Comme des aimants, les opposés s’attirent. Et les sympathies de Diane Arbus sont allées immanquablement vers tous ceux qui se trouvaient au-delà des murs à l’intérieur desquels elle avait évolué, où, comme dans un musée qui ne présenterait qu’une œuvre normée et conventionnelle, son regard n’avait jamais trouvé de quoi satisfaire son besoin d’appréhender la réalité toute entière, celle de tout ce qui échappait à la norme. Une réalité qui était peut-être aussi la sienne, dans les fractures qu’elle ressentait. C’est de New York au New Jersey, et dans tous les recoins de l’Amérique que la photographe va explorer, qu’elle pourra enfin voir jusqu’à toucher l’envers du décor, autant qu’elle aura été touchée par chacun de ses modèles, passants, artistes de cabaret, de cirque, monstres étranges des fêtes foraines, marginaux, aliénés, nudistes... A ce titre, on dit souvent de Diane Arbus qu’elle était la photographe des parias, pourtant à mes yeux il y a là quelque chose de réducteur dans la lecture de son travail, qui pourrait sous-tendre qu’elle aurait cherché à se marginaliser, ou se rebeller contre son milieu, ou pire encore verser dans le sensationnel pour marquer les esprits. Et cela peut en conséquence réduire aussi les pistes d’interprétations possibles de sa quête qui je pense est bien plus subtile, profonde et voir même instinctive que tout cela. Diane Arbus n’a pas photographié que des gens extra-ordinaires. Selon moi, elle a juste photographié ceux qui n’étaient pas du monde auquel elle appartenait, ceux qui n’entraient pas dans les normes d’une certaine société ou classe sociale, je crois qu’elle est tout simplement allée à la rencontre d’autres normalités, à la recherche d’un grand tout où chacun pourrait incarner sa propre norme.

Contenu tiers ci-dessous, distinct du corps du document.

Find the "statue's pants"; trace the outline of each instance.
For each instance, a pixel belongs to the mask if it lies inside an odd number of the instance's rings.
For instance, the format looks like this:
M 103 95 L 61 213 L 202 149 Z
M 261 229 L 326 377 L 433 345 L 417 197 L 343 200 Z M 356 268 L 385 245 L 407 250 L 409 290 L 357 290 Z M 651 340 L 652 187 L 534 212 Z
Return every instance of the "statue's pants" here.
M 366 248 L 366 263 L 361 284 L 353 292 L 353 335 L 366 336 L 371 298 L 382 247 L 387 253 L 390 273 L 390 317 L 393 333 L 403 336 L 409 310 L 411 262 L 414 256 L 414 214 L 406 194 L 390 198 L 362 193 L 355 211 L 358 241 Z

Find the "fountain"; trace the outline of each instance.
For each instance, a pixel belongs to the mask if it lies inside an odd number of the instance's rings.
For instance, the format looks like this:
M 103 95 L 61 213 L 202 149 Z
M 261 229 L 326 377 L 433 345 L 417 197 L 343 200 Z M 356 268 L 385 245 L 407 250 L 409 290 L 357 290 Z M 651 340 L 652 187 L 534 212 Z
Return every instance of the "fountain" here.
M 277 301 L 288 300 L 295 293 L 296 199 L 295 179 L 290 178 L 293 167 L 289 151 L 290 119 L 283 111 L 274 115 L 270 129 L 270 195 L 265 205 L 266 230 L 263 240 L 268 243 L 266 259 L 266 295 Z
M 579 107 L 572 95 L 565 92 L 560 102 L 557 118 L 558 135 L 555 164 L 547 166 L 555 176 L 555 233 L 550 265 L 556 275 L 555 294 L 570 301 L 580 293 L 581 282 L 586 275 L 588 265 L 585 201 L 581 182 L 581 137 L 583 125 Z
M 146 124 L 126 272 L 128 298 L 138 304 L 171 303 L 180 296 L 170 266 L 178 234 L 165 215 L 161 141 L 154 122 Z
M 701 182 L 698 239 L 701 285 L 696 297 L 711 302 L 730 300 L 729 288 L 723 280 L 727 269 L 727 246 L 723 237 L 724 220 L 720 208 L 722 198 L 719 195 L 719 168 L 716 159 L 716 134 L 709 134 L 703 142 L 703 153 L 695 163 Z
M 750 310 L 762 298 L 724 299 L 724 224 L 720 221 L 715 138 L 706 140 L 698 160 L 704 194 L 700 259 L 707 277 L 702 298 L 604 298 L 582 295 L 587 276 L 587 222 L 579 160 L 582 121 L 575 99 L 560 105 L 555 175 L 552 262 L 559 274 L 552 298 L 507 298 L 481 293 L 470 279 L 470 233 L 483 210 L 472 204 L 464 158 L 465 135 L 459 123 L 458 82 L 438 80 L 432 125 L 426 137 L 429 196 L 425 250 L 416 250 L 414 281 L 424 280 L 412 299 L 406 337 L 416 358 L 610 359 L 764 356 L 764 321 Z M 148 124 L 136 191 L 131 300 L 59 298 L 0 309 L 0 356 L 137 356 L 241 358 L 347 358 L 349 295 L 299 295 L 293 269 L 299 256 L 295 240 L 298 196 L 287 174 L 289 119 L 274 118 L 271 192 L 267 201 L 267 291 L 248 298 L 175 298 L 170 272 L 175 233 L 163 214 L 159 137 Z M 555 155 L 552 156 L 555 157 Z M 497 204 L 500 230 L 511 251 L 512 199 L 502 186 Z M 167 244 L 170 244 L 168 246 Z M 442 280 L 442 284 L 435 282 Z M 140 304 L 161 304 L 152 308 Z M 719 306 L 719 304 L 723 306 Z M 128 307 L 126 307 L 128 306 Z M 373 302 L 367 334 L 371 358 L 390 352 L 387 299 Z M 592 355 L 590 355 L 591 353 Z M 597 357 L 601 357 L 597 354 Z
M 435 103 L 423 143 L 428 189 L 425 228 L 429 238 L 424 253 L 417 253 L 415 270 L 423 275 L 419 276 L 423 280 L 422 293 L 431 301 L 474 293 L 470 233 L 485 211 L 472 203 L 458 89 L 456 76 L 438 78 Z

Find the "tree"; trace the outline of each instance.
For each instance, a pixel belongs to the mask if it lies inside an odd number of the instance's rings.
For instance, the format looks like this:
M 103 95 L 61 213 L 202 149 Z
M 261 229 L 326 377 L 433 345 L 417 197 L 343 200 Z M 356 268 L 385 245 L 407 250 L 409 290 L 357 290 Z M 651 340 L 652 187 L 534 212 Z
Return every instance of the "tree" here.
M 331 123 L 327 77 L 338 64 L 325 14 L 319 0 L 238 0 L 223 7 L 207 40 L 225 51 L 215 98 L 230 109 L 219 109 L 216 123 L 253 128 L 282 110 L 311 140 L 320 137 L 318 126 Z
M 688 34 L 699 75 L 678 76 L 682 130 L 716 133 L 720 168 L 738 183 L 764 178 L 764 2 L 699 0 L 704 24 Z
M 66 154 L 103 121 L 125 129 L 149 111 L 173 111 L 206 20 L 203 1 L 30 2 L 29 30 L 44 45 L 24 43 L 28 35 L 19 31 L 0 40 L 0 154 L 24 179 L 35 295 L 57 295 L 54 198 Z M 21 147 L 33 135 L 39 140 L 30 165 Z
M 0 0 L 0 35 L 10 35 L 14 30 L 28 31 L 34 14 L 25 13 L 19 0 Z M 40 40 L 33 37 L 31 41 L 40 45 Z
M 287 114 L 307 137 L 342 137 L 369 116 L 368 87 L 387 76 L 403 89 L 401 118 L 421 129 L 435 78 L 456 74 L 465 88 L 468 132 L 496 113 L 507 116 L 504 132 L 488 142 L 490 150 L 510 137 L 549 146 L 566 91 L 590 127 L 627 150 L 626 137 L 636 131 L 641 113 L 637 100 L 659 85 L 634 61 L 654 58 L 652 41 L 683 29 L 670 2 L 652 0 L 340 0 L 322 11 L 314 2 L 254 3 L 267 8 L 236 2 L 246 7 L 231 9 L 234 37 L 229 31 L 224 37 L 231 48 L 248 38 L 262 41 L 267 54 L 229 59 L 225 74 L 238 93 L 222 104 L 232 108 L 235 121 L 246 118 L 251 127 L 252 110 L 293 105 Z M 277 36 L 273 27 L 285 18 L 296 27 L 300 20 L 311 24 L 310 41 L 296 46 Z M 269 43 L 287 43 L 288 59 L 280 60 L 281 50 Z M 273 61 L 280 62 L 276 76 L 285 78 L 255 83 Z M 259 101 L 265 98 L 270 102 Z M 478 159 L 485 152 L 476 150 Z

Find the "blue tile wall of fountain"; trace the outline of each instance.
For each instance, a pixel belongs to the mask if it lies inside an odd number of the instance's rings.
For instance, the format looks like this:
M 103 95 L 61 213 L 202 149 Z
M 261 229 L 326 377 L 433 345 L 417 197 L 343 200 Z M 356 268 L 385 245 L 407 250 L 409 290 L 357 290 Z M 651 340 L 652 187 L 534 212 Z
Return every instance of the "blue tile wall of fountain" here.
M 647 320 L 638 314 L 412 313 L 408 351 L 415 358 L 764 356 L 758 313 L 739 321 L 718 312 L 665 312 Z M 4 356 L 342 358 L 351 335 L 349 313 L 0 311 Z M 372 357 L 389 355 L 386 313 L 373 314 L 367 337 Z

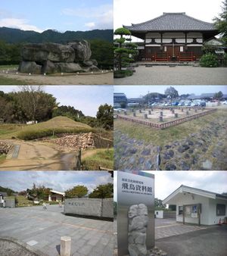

Un chignon qui ressemble à une figurine de caniche à moins que ce ne soit l’inverse. Ou peut-être un chignon comme une couronne, comme une réponse au tableau en fil de fer, représentant la carte du roi de cœur, suspendu au mur. Voilà le portrait d’une serveuse, une barmaid à son domicile. Ni monstre de foire, ni artiste, ni aliénée, juste une jeune femme d’une autre classe sociale que celle dont est originaire Diane Arbus, et dont la plus grande originalité demeure dans l’extravagance de sa coiffure, soulignée ici par la figurine décorative d’un caniche en tissu qui vient lui faire écho. Alors même que les années 60 représentent l’apogée du chignon crêpé à souhait, celui qu’arbore la jeune femme flirte manifestement avec la démesure. Ses cheveux blonds peroxydés sont maîtrisés, structurés, sculptés et portés hauts sur la tête tels une coiffe d’apparat. Et c’est alors dans l’exubérance de sa mise en scène capillaire que la jeune femme « normale » devient un personnage remarquable, hors normes, se jouant des codes établis. Son port de tête est altier, elle pose, assise dans un fauteuil aux allures de trône, tandis que la position de ses jambes va à l’encontre des attendus en termes de convenances, si elle avait été issue de la noblesse ou de la haute société. Elle se veut élégante, en témoigne sa main droite avec son petit doigt levé, et son port de tête, autant qu’elle semble sûre d’elle tant son regard est franc et direct. Tout semble se répondre et s’équilibrer dans cette photographie de Diane Arbus. De la force, comme une affirmation, dégagée par la coiffure et l’attitude de la jeune femme à laquelle vient répondre la figurine kitsch du caniche, dont la présence pourrait toutefois et à contrario suggérer une forme de douceur, de besoin d’affection. L’idée qu’elle porte sa coiffure comme une couronne est appuyée par la présence discrète derrière elle de la décoration en fil de fer représentant la carte du roi de cœur. Dans la forme de l’image aussi, nombreux sont les éléments en correspondance plastique. Les finitions en spirale du meuble métallique, sur lequel trône le caniche, renvoient aux boucles placées de part et d’autre de la coiffure. Le sol en damier, comme un plateau de jeu d’échecs où la jeune femme serait reine, est constitué de grands carreaux de granito à l’aspect tout aussi graphique et rythmé que le gilet imprimé de motifs léopard de sa tenue. 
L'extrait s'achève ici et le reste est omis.